Kasubdit II Dittipideksus Bareskrim Polri, Kombes Candra Sukma Kumara menjelaskan alasan pihaknya tidak menyita uang dari hasil pembelian bandana yang diterima Atta, lantaran tidak berkaitan dengan unsur pidana.

"Kita sudah sita bandananya, karena ini didapatkan melalui lelang terbuka maka kita hanya sita bandana, saksi Atta tidak kenal dengan tersangka saat lelang terbuka. Untuk uang tidak kita sita," katanya di Jakarta, Senin (14/11).

Kemudian, dia menjelaskan, uang tersebut digunakan Atta untuk kegiatan sosial. Dimana diketahui dari hasil lelang, Reza membeli bandana dari tersebut dengan harga Rp2,2 miliar.

"Iya betul, uang tersebut digunakan untuk giat santunan dan pembangunan rumah ibadah," ujarnya.

Sehingga penyidik hanya menyita bandana tersebut bersama barang lainnya sebagai barang bukti atas Reza Paten yang merupakan tersangka dalam kasus dugaan tindak pidana penipuan, penggelapan, perdagangan dan pencucian uang melalui investasi robot trading Net89.

"Rumah yang kita sita dari tersangka Reza. Terus mobil, kemudian dari Reza juga mobil BMW, mobil Vios, sepeda Brompton, bandananya itu," tambah Chandra.

Tidak hanya itu, terdapat 83 rekening yang diantaranya delapan sudah dibekukan dari rekening tersebut berisikan nominal yang berbeda - beda. Sehingga dirinya masih perlu melakukan pendataan lebih lanjut dan belum dapat merinci secara pasti total keseluruhannya.

"83 (rekening) iya yang diblokir. (nominal rekening yang dibekukan) Belum bisa saya rekap, karena masih ada yang nilainya Rp 1 juta, Rp 20 juta, belum kita jumlahkan. Kita belum bisa jawab itu, kita rekap dulu. Saya belum tahu datanya," ujarnya.
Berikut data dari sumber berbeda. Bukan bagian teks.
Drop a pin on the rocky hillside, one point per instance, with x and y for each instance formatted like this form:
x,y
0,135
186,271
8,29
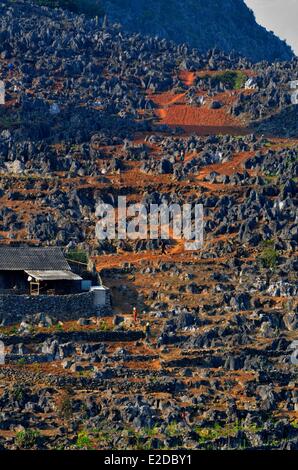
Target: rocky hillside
x,y
204,24
92,114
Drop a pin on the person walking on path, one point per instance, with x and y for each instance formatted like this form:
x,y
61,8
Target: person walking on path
x,y
147,331
163,248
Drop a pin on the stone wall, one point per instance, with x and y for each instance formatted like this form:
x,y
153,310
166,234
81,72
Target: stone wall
x,y
13,308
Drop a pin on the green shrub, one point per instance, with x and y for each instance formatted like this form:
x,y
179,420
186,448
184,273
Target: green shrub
x,y
232,79
269,256
84,441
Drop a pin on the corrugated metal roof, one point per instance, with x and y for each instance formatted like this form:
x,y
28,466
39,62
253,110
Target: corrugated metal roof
x,y
32,258
54,275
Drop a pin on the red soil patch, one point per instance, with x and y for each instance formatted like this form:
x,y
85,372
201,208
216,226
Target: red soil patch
x,y
227,168
174,112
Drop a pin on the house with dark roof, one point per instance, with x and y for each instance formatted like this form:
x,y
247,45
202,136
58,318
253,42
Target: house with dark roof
x,y
36,270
Dalam kasus ini, Bareskrim Polri sebelumnya telah menetapkan delapan tersangka kasus dugaan penipuan robot trading Net89. Para tersangka merupakan petinggi PT Simbiotik Multitalenta Indonesia (SMI).

"Untuk kasus robot trading Net89 telah ditetapkan delapan orang tersangka. AA, selaku pendiri atau pemilik Net89 PT SMI memberikan petunjuk tentang skema bisnis dan cara memasarkan investasi robot trading," kata Kabagpenum Div Humas Polri Kombes Nurul Azizah kepada wartawan, Senin (7/11).
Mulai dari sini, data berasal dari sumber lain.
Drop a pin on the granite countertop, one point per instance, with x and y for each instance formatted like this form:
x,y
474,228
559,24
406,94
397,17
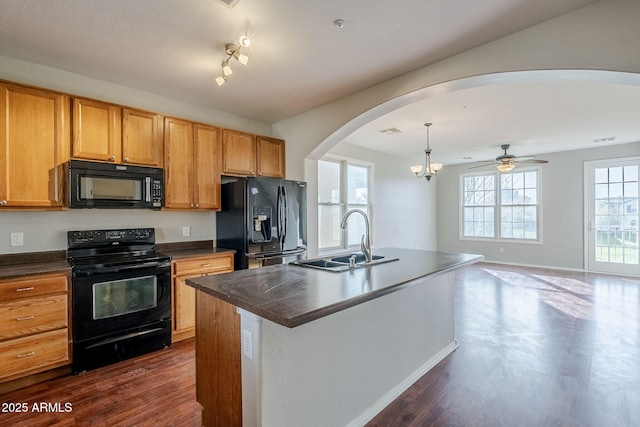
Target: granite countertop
x,y
29,263
186,250
291,295
20,265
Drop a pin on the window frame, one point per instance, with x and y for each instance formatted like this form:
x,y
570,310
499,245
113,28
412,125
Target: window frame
x,y
497,206
344,204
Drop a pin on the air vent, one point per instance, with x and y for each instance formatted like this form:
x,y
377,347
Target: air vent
x,y
607,139
229,3
390,131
"LSH selaku direktur Net89 PT SMI yang selalu bersama-sama dengan AA. ESI selaku founder Net89 PT SMI yaitu tempat tujuan para member mendepositokan dananya dan asal pencairan dana kepada para member Net89 PT SMI," sambungnya.
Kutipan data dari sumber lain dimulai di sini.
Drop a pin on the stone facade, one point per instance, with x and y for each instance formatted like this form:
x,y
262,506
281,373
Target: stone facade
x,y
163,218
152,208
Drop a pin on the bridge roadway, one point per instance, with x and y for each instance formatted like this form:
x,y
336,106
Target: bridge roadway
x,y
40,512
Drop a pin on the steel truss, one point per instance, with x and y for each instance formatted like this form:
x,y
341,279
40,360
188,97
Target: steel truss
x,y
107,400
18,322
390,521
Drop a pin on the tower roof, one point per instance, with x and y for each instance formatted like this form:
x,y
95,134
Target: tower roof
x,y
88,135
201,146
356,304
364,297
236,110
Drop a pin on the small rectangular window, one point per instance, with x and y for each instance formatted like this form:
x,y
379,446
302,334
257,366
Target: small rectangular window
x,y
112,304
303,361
Lalu, untuk lima orang lain yang juga ditetapkan sebagai tersangka atas kasus tersebut seperti RS, AL, HS (meninggal dunia), FI serta D.

"Selaku sub exchanger Net89 PT SMI, kelimanya sebagai tempat tujuan para member untuk mendepositokan dana dan asal pencairan dana kepada para member Net89," ujarnya.

Para tersangka pun dijerat dengan Pasal 378 KUHP dan/atau Pasal 372 KUHP dan/atau Pasal 45 ayat 1 juncto Pasal 28 dan/atau Pasal 34 ayat 1 juncto Pasal 50 Undang-Undang Nomor 19 Tahun 2016 tentang Perubahan atas Undang-Undang Nomor 1 Tahun 2008 tentang Informasi dan Transaksi Elektronik.

Adapun pasal lain yang menjerat Reza Paten dan tersangka lainnya ialah Pasal 69 ayat 1 Undang-Undang Nomor 3 Tahun 2011 tentang Tindak Pidana Transfer Dana dan/atau Pasal 46 Undang-Undang Nomor 10 Tahun 198 tentang Perbankan.